Directed by Ian Morgan, “Martyrs Street” is kicking off a month-long run at the Theater for the New City ($18; www.smarttix.com) in the East Village. It focuses on two women, a secular feminist Palestinian academic named Noor (Maria Silverman), whose son Nimer (Haythem Noor) makes bombs for Hamas, and an Orthodox Jewish settler from Brooklyn named Dvorah (Nicole Kontolefa).

When both women are ordered to evacuate their homes by the Israeli government, they need to make difficult choices about how much to sacrifice for their respective ideologies. Even as the settlers try to foment violence that will bring the Messiah, the Arab bombmaker is happy to help them, since “starting a civil war among Jews,” Shulman noted, “is good for the Palestinians in the play.”

Having written other plays about the conflict, including “The Fist” (2004) and “Desert Sunrise” (2005), he was inspired by what he called a “very disturbing” trip that he took to Hebron almost a decade ago with Breaking the Silence, a left-wing organization that encourages Israeli soldiers to talk about the occupation of the West Bank, Gaza Strip and East Jerusalem.

Shulman, who returned to Hebron last summer, views Hebron, where 67 Jews were massacred by Arab terrorists in 1929 and where 29 Arabs were murdered by Jewish extremist Baruch Goldstein in 1994, as “foreshadowing what will happen in other parts of the country.” After the 1994 massacre, he noted, the Israeli government instituted curfews on the Arabs and created an ethos and structure of spatial segregation that “formed Israelis’ thinking about the conflict.”

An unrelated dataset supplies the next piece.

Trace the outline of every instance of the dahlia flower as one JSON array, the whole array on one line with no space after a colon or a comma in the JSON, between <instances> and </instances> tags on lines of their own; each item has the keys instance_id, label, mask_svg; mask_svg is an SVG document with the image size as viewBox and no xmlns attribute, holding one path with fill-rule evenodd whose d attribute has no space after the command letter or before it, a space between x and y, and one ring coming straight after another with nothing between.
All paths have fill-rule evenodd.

The playwright was particularly disappointed about the re-election last week of Benjamin Netanyahu, who has suggested that he will not cede any territory to the Palestinians. The country has become increasingly polarized, Shulman pointed out, to the extent that left-wing Jews (including his own father, who teaches at Hebrew University) have been physically attacked for expressing their views.

Though he hopes that his plays will “influence Israeli politics to get people to see the value of coexistence,” Shulman worries that “people will feel depressed that nothing will ever change.” But he remains hopeful that America can play a role, by “applying pressure in Israel to end the occupation.”